Now, I don't care about Hunter Biden's laptop. What I do care about is that this was absolutely not misinformation. And then the same happened again for the lab-leak hypothesis. Given pants-on-fire dismissal and declared "debunked," when it wasn't then, and has been shown to very clearly not be now.

So, yes, the abuse of the authority is obvious in the hypothetical, but the relegation to the abstract isn't even necessary to condemn the legitimacy of these self-proclaimed institutions.


There is objective truth. Trump did not win the last election if you look at it in the right light. The absolute truth is, he lost. That isn’t misinformation. That can be applied to a myriad of other things. The earth is not flat. The vaccine does not contain microchips.

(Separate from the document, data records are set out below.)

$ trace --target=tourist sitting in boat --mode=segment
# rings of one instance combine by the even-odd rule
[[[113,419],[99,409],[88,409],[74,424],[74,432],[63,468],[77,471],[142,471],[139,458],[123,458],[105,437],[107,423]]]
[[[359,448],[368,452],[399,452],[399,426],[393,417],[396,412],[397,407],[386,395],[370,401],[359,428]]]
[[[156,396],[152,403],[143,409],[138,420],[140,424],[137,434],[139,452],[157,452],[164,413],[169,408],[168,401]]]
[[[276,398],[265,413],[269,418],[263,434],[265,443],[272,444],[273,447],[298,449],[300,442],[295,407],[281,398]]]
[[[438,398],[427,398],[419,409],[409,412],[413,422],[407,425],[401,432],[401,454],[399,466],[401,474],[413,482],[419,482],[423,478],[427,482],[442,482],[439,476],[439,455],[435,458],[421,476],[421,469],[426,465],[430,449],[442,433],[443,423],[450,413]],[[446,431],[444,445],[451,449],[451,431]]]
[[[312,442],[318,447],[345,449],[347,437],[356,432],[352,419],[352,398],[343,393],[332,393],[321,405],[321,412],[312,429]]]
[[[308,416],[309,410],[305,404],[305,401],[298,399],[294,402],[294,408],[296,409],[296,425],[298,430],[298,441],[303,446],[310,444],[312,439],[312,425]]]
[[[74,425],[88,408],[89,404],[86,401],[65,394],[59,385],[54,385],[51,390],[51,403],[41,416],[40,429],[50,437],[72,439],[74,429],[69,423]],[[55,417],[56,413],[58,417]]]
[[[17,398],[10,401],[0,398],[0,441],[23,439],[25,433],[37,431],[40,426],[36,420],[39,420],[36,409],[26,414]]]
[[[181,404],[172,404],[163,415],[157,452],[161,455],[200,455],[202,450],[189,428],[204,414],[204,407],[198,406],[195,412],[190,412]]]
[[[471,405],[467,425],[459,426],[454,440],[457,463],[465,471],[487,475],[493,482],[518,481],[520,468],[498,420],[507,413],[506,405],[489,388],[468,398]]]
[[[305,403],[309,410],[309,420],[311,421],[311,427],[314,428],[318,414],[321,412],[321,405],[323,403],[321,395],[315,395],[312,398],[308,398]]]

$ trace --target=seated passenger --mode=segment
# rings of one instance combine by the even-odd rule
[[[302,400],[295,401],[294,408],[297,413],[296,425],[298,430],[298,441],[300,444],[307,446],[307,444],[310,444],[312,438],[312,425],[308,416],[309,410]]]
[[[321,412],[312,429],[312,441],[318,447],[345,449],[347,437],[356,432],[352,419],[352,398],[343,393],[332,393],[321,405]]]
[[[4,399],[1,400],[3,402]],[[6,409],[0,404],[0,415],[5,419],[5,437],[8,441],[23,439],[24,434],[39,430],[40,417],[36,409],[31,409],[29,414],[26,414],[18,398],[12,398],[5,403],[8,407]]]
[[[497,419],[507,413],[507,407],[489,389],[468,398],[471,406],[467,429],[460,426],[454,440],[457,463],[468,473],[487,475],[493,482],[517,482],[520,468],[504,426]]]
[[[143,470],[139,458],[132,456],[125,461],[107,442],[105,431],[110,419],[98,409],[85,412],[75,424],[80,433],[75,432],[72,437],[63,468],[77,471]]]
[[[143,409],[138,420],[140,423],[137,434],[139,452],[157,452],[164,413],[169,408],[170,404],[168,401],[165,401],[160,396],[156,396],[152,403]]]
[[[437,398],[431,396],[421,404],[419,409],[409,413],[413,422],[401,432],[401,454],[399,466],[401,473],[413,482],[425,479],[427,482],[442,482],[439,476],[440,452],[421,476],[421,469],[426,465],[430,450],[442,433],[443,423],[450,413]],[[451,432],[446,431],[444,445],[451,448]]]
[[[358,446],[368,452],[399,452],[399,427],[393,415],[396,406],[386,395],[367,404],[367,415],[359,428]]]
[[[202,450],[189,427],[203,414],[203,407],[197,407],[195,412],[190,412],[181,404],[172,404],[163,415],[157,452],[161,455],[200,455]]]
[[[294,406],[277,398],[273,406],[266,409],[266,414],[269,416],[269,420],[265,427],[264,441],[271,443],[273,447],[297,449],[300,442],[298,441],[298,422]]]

Masks do prevent the spread of airborne disease. Jan 6th was an insurrection by the Republicans and not a tourist trip.


That last one is a choice of descriptive words, not an objective truth.

Personally, my bar for 'insurrection' involves at least one gunshot. You can differ! But it's not objective.


Insurrection defined:

a violent uprising against an authority or government.

They violently forced their way into our capital with the idea of intimidating the government to prevent them from handling the lawful business succession insofar as counting and acknowledging the lawfully cast electoral votes.

This isn't subjective its the simple literal dictionary definition of the word.


It's an editorialization of the word. Any riot involving a fight with cops would qualify if you stretch it that far.


The peaceful transfer of power based on democratic elections is at the very heart of democracy and they gathered to obstruct it by force in order to substitute their will backed by violence for the will of the people.

They didn't fight with the cops they beat and murdered cops in order to destroy democracy itself.


There was a gunshot. A woman died!

Why only a gun? What about the police officers that were beaten?


A gunshot by the alleged insurrection. Getting shot does not make one an organized rebellion attempt.

In a nation with as many guns as America, especially in the right wing demographic, I'd expect some shooting and a lot more organization before I upgrade from 'riot'. Insurrection is just political spin. Look at that picture with the goofball holding the speaker's podium and tell me these people were serious.


That goofball who is currently in prison awaiting trial and will end up in federal prison for a long time to come? We must have different definitions of serious.


So insurrections were only possible after the invention of firearms? That's weird.

And I'm assuming you mean one gunshot "from the aggressors" as one of the Capitol Police officers did fire their weapon in defense of the Capitol.

What would you call a group of armed people who forcibly enter a building in order to disrupt the work of a government and install an unelected leader to a position of power?